Through this approach, the non-profit social investment fund is able to help individual farmers by dealing with the larger agricultural cooperatives. Spittle explained the importance of helping small farmers reach higher markets in order to get better prices for their products, while retaining a focus on environmental sustainability. Instead of accepting the low prices and the inherent lack of capital access that perpetuate a cycle of poverty for billions of farmers, Root Capital seeks to strengthen the value chain through enhanced relationships all the way from a farmer growing cocoa in Latin America to the cooperative they collaborate with to a buyer in the United States. Root Capital is financed through debt financing and philanthropic capital, a model that provides flexibility by maintaining the philanthropic capital for subsidizing things like overhead expenses.

John Grossman, the evening’s second speaker, is a partner and general counsel for the non-profit organization Third Sector Capital Partners. Prior to joining Third Sector, Grossman spent his most of his professional career working in law and performance management for Massachusetts. Third Sector is a non-profit organization that seeks to facilitate the transition to a performance-driven social sector in America. Innovative and sustainable financing for social services occurs through an organization like Third Sector that creates a web of relationships between government, service providers, investors, and project intermediaries. The various types of services offered by the organization are all related to the larger processes of “pay for success” contracting for services and Social Impact Bonds.

These newer methods of approaching impact-driven programs bring together all the previously mentioned sectors to implement already existing and proven programs that have clearly defined outcomes. In the attempt to alter the existing system, investors provide the initial capital to intermediaries and the government makes payments once the specific outcomes are achieved, hence “Pay For Success”. In a system where a private body rather than the government is responsible for programs’ performance management, there is greater potential for the government to save money on underperforming service programs. Domestic social impact bonds are are gaining lots of attentions, only one program in New York is underway, yet there are a handful in the planning phase for the near future, including in Massachusetts.

The last speaker of the program was Elizabeth Friend, Senior Program Officer at S³IDF-US, an acronym for the American branch of the Small Scale Sustainable Infrastructure Development Fund based locally in Cambridge. S³IDF is a registered 501(c)(3) public charity that seeks to develop solutions for half the human population that lacks access to basic infrastructure tools crucial for poverty alleviation. In introducing necessary infrastructure like power and electricity to reduce extreme poverty, S³IDF works to create and strengthen small-scale enterprises. These local businesses, predominantly in India and Southern Asia, use business methods to best provide things like lighting, drinking water, transportation, hydropower, cooking, and communication technologies.

This business development support and technological know-how is representative of S³IDF’s Social Merchant Bank Approach (SMBA), which revolves around maximizing impact for the poor and the environment. The organization seeks to leverage both philanthropic and development capital to facilitate co-financing pro-poor small enterprise solutions. In order to ultimately change the perception of financial institutions and technology providers regarding how they do business in the future, S³IDF actively encourages institutions to lend to the poor by taking the risk and providing the organization finances to pay if necessary. The organization seeks to expand in India and affect more than the 100,000 they have already helped. Future plans could potentially include replicating the SMBA model in other countries without changing the core non-profit model.

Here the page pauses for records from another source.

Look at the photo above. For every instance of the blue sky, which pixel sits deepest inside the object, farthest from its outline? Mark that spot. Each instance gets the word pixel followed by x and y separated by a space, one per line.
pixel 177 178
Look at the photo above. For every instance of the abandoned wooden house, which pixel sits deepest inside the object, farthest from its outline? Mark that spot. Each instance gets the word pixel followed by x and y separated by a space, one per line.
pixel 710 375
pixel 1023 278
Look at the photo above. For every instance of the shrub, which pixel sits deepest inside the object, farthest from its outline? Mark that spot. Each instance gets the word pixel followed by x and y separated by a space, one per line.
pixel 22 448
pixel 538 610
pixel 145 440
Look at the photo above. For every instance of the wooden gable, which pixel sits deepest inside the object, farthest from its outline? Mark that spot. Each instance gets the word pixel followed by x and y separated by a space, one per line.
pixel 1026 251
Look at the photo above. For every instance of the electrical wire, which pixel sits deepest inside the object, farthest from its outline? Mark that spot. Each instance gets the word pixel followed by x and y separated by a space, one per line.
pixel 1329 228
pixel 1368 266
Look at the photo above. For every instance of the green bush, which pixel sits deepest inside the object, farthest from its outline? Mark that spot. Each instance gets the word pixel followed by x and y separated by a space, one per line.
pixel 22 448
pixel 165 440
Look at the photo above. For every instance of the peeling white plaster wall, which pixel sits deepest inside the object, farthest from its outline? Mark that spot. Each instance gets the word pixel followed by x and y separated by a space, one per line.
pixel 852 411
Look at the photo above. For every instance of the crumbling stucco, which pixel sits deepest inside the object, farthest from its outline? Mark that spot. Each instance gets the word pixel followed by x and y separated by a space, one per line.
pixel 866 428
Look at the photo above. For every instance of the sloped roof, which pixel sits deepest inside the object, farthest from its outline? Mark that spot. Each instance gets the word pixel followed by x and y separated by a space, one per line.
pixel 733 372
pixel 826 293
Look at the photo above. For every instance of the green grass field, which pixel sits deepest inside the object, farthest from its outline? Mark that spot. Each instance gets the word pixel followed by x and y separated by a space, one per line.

The panel series made it quite clear that impact investing is not going anywhere. Millions of dollars are allocated every year towards strengthening these business and philanthropic models. The goal is to grow social programs through financial incentives and only promote the programs that have demonstrable impact in society. No system is perfect, and less developed social programs will clearly be at a disadvantage, yet it is undeniable that these measures will lead to more confident program investors and participators.